An Unpublished Manuscript of Three Ciceronian Philosophical Works

Dustin Heinen

University of Florida

            For half a century, a fifteenth century manuscript of Cicero, containing De Amicitia, De Senectute, and Paradoxa Stoicorum, has occupied a spot on the shelf of the Special Collections Room of the University of Florida’s Smathers Library (871.C7i.x).  It has received little attention since it arrived at the university in the mid-1950s.  The special collections department at University of Florida houses a number of early editions of Plato, Virgil, Apuleius and Valerius Flaccus, but this is the only classical manuscript in the collections.   In my paper, I will show how 871.C7i.x may be identified as an early fifteenth century product from Florence, Italy.  The manuscript contains three different hands, perhaps from insular scribes such as John Gunthorpe who traveled to Northern Italy to learn the Humanistic hand.  After the composition of the manuscript, nothing is known about its history until it was acquired in by E.H.W. Meyerstein, the former head of the manuscript collection at the British Museum.  Upon Meyerstein’s death in 1952, the manuscript was purchased for a mere fourteen dollars in a Sotheby’s auction.  University of Florida records do not mark any receipt of the manuscript, but it is noted in a 1962 inventory. 
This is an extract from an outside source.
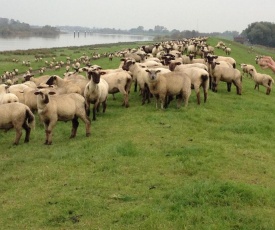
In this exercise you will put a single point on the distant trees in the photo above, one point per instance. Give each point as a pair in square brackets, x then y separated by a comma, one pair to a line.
[261, 33]
[10, 27]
            By tracing the manuscript tradition of the three works contained in the manuscript, I will identify the major family to which the University of Florida’s copy belongs.  While the two dialogues are difficult to date due to extensive contamination, several of the readings in Paradoxa Stoicorum point to an archetype in the mid-fourteenth century, giving a terminus ante quem in the mid-fifteenth century.  An Furthermore, a listing of the Seven Sages of Greece between the two dialogues also identifies this work in a small family of coeval manuscripts produced in Northern Italy.  As I hope to show through this discussion of its palaeographical and textual aspects, the University of Florida manuscript contributes an interesting, and historically valuable piece to the puzzle of manuscripts containing Cicero’s philosophical treatises.